Reddit user GardenerAndScientist said she didn’t like birthday cake as a child, so her mom made her this cherry dessert each year instead.Terri Peters

“Having what I called ‘my birthday pie,’ — a cherry ‘pie’ — for my birthday seemed fitting,” she said. “Mostly I remember the topping with oats and nuts. It was a bit strange with birthday candles, but to me it was so much yummier than frosting.”

GardenerAndScientist, who now lives in California, also remembers sharing her birthday treat.

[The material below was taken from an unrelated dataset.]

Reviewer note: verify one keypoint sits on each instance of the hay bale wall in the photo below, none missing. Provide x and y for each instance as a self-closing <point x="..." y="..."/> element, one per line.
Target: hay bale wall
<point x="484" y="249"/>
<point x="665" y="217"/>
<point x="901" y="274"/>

“My next-door neighbors were an elderly gentleman and his wife, and his birthday was the day after mine,” she recalled. “So each year on my birthday, after blowing out the candles, my mom would wrap up a piece and I would bring it next door. The next day, he would deliver a slice of his birthday cake. That went on until I left for college.”

After finding the old Cherry Dream Squares recipe while helping her mother clean out her home, she decided to share it again, posting a photo of the dessert and the recipe in the Old_Recipes subreddit.

Curious where these Cherry Dream Squares came from, I reached out to Pillsbury, who directed me to Lola Whalen, a 1974 graduate of the University of Minnesota, who got a degree in consumer food science and went to work for Pillsbury.

During her career, Whalen developed recipes, edited cookbooks and even worked on the Pillsbury Bake-Off team. While she developed countless recipes for the company, Whalen says the Cherry Dream Squares recipe didn’t come from her.

“Cherry Dream Squares was originally developed by someone else,” said Whalen, who didn’t make changes to the recipe until the late ’90s. “What I did was modify it by making it in an 8-inch square dish. I wanted more cherry impact in each bite.”

Whalen said layered bar recipes have always been popular in the baking community, adding that the recipe works perfectly in most homes because people typically have pantry staples like boxed cake mix and canned pie filling on hand.

“It was an easy step to use cake mix in the crumb mixture,” said Whalen, “and another convenient product, canned pie filling as the middle layer. Many women keep cake mix and canned pie filling on hand to quickly prepare a homey dessert, so we knew this recipe would have a lot of appeal.”

After talking to both GardenerAndScientist and Whalen, I was sold, so I tried the Cherry Dream Bars recipe in my own kitchen.

My “squares” turned out a bit more like a crumble, but they were still delicious.Terri Peters

Like Whalen, I’m all about a bit of extra cherry goodness, so I made my “squares” in an 8×8 pan instead of the 9×13 called for in some versions of the recipe.

It was delicious, although not square: The depth of the pan made it more like a crumble, but I wasn’t complaining. It was the perfect mixture of sweet and tart and tasted like I had spent way more time (and ingredients) on it than I had.

With its rich history and the love of GardenerAndScientist’s family behind it, Cherry Dream Bars are a cherry dream come true and are definitely worth whipping up.